Love for his alma mater, and for his wife, has inspired an alumus to offer a small fortune to help the University build of a performing arts centre.
Alfred Bader, who graduated in 1945 with a BSc in engineering chemistry, is offering the University more than $10 million to develop the centre.
“I am very fond of Queen’s,” Bader told the Journal. “[The new facility] would be a good thing to have—there is no great theatre [at Queen’s], there is no performing arts centre, there is no musical hall and one could marry all these together.”
Bader’s generosity stems from his history with Queen’s. He was born in Vienna, Austria in 1924. He arrived in Canada in 1940 after escaping Nazi persecution. However, he was considered an “enemy alien” and interned at a prisoner of war camp on an island in Lake Champlain, near Montreal.
After passing all of his junior and senior matriculation exams with excellent results, he applied to McGill University. However, he was told he wasn’t going to be accepted.
“McGill’s Jewish quota was full and they told me to reapply next year,” he said. “But you know, when you are 17, a year seems like a long time.”
Bader’s application to Queen’s was accepted, so he enrolled here instead.
He said his experiences at the University changed his attitude towards Canadians.
“My opinion of Canadians when I arrived to the prisoner of war camp was that they were dishonest,” he said, explaining that he watched soldiers cut open his luggage at the camp.
“Queen’s treated me wonderfully well.” After graduating, Bader moved to Montreal for work.
His Montreal employer saw great potential in him, Bader said, and funded the continuation of his education. Bader earned his PhD in chemistry at Harvard and subsequently made his fortune in the chemical industry.
He currently lives in Milwaukee, Wisconsin.
Principal Karen Hitchcock told the Journal she thinks Bader’s offer reflects how he feels about the University.
“Ever since his days here, he has cherished the experience and now in so many ways, [he has shown] his caring,” she said.
Bader met his wife Isabel, who will celebrate her 79th birthday next week, on a ship sailing to Liverpool in 1949. He proposed to her nine days after they met.
“I have the world’s greatest wife,” he said. “She is such a wonderful person.”
Bader added he wants the performing arts centre in Kingston to be named after his wife.
“Isabel is very interested in theatre and music, and it simply makes sense,” he said. “How else can you tell a woman you love her?”
The Baders also funded the construction of the Isabel Bader Theatre at the University of Toronto, Mrs. Bader’s alma mater.
The Baders’ latest donation to Queen’s will not be their first.
In 1992, the Baders purchased and donated Herstmonceux Castle, located in East Sussex, England, to the University. It’s now used as an International Study Centre.
The Baders also donated a $10-million Rembrandt painting, Head of an Old Man in a Cap, in 2003, to the University. the painting now hangs in the Agnes Etherington Art Centre.

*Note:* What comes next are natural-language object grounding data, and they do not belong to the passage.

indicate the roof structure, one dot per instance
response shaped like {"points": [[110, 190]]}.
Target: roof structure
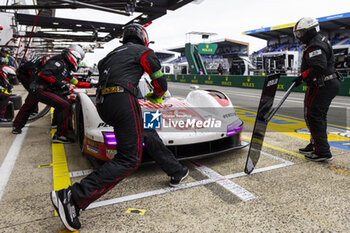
{"points": [[327, 25], [53, 29]]}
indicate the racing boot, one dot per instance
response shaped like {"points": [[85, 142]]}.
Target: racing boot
{"points": [[319, 158], [308, 149], [66, 209], [178, 177]]}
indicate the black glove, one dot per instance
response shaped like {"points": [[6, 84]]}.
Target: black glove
{"points": [[298, 80]]}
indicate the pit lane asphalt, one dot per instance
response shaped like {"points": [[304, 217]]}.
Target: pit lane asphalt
{"points": [[289, 194]]}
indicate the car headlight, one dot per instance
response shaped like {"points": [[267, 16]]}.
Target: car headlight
{"points": [[233, 129], [109, 138]]}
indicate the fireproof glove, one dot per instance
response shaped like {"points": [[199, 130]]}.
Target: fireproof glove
{"points": [[153, 98], [298, 80]]}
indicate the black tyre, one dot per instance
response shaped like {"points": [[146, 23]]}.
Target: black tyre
{"points": [[16, 100]]}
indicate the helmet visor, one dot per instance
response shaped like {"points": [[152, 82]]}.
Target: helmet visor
{"points": [[299, 34]]}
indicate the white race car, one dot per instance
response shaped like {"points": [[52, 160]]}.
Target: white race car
{"points": [[204, 123]]}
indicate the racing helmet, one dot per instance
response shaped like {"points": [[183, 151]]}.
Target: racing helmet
{"points": [[74, 54], [8, 72], [305, 29], [135, 32]]}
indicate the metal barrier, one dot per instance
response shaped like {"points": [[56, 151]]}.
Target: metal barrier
{"points": [[253, 81]]}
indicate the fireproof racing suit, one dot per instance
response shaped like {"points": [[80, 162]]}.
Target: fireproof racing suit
{"points": [[50, 89], [120, 71], [5, 91], [25, 75], [323, 85]]}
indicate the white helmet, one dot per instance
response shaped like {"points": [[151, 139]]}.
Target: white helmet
{"points": [[305, 29], [74, 55]]}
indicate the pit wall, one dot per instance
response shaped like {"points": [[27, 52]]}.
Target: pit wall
{"points": [[254, 82]]}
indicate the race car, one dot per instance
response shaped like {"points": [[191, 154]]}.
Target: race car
{"points": [[204, 123]]}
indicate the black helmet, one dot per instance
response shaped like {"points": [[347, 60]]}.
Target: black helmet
{"points": [[305, 29], [135, 32], [74, 54]]}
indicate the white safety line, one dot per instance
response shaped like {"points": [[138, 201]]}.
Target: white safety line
{"points": [[227, 184], [10, 160], [197, 183]]}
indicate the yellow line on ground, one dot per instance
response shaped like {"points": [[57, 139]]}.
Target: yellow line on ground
{"points": [[59, 164], [60, 168], [339, 170], [300, 156]]}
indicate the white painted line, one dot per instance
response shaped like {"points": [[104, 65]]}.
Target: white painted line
{"points": [[148, 194], [80, 173], [183, 186], [225, 183], [10, 160]]}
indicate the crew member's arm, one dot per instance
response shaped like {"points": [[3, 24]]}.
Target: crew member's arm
{"points": [[151, 65], [317, 61]]}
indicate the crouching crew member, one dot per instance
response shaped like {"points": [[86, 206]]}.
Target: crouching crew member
{"points": [[117, 105], [26, 74]]}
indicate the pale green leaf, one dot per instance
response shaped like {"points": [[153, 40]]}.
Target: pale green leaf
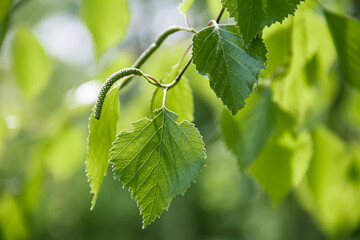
{"points": [[61, 164], [246, 133], [346, 34], [308, 77], [31, 66], [157, 160], [220, 54], [184, 6], [252, 16], [178, 99], [101, 136], [13, 223], [283, 163], [107, 21], [331, 190], [4, 8]]}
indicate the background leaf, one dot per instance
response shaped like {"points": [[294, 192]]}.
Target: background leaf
{"points": [[4, 8], [283, 163], [157, 160], [330, 192], [107, 21], [247, 132], [220, 54], [184, 6], [31, 66], [346, 35], [101, 136], [253, 15]]}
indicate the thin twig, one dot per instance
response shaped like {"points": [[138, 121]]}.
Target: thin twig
{"points": [[178, 77]]}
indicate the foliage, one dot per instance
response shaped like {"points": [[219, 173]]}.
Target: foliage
{"points": [[272, 89]]}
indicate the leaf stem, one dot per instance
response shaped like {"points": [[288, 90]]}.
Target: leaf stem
{"points": [[155, 45], [126, 73], [178, 77]]}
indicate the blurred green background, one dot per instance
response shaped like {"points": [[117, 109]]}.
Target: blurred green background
{"points": [[54, 57]]}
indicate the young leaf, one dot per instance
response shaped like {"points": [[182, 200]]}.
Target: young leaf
{"points": [[220, 54], [246, 133], [101, 136], [30, 64], [252, 16], [179, 99], [107, 21], [157, 160], [184, 6], [346, 34]]}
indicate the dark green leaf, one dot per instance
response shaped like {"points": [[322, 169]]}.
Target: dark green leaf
{"points": [[252, 16], [220, 54], [157, 160]]}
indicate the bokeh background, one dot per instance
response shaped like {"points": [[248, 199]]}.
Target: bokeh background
{"points": [[54, 57]]}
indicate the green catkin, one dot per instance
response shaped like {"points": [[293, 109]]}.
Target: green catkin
{"points": [[107, 85], [134, 69]]}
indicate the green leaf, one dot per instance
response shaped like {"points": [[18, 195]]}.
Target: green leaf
{"points": [[247, 133], [283, 163], [30, 64], [220, 54], [60, 163], [253, 15], [178, 99], [101, 136], [107, 21], [333, 183], [4, 8], [157, 160], [346, 34], [184, 6]]}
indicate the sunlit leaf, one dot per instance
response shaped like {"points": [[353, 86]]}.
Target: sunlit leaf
{"points": [[178, 99], [283, 163], [4, 8], [308, 77], [101, 136], [62, 164], [220, 54], [12, 220], [30, 64], [247, 133], [346, 34], [184, 6], [253, 15], [331, 190], [107, 21], [158, 159]]}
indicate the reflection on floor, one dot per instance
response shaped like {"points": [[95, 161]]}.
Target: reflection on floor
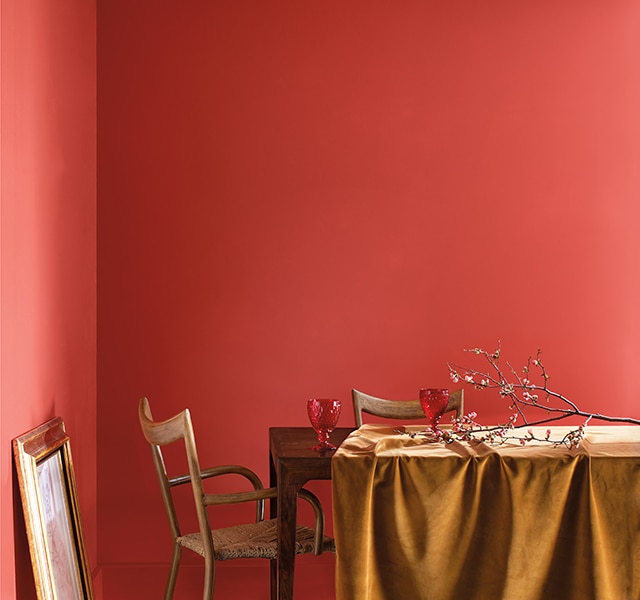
{"points": [[235, 580]]}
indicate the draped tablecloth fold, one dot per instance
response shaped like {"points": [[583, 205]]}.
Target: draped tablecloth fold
{"points": [[419, 520]]}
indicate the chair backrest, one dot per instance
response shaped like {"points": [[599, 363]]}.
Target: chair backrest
{"points": [[163, 433], [399, 409]]}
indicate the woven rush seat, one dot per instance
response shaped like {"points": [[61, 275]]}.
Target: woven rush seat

Judith Brown, executive director (alumni relations and annual giving), told the Journal in an e-mail that Bader established a fund in the early 1990s for the University to receive gifts as he makes them.
Once the University is ready to use those funds—in accordance with Bader’s wishes—they are moved to the appropriate project account, she said.
Hitchcock said the Baders have been very generous to the University.
“He’s giving of himself each and every time,” she said. “His enthusiasm, his creativity and his devotion to education is really the gift he gives us with each of his acts of philanthropy.
“He’s a very special man, as is Isabel, his wife.”
Bader said he will leave decisions about the centre’s design up to the University, but he would like to see it built in his lifetime.
Bader said he hopes the performing arts centre will be built where the current city-owned J.K. Tett Complex—at 370 King St. West—is situated.
“I was told that the bit of land is a beautiful bit of land, and it might become available,” he said.
It’s recently become public that the University has expressed interest in purchasing Kingston properties to expand and relocate several student services and administrative offices. These properties include the J.K. Tett Complex, as well as St. Helen’s Building located at 440 King St. West and Stone Gables, at 462 King St. West. The latter two buildings are owned by Corrections Canada.
Bader visited Kingston this past Homecoming weekend to celebrate his 60th class reunion, and said news of community-student tensions resulting from the unsanctioned Aberdeen Street party hasn’t changed his attitude towards the University.
“[The tensions] certainly don’t change my love for Queen’s,” he said. “I didn’t take part in the events and it isn’t going to affect our decision.”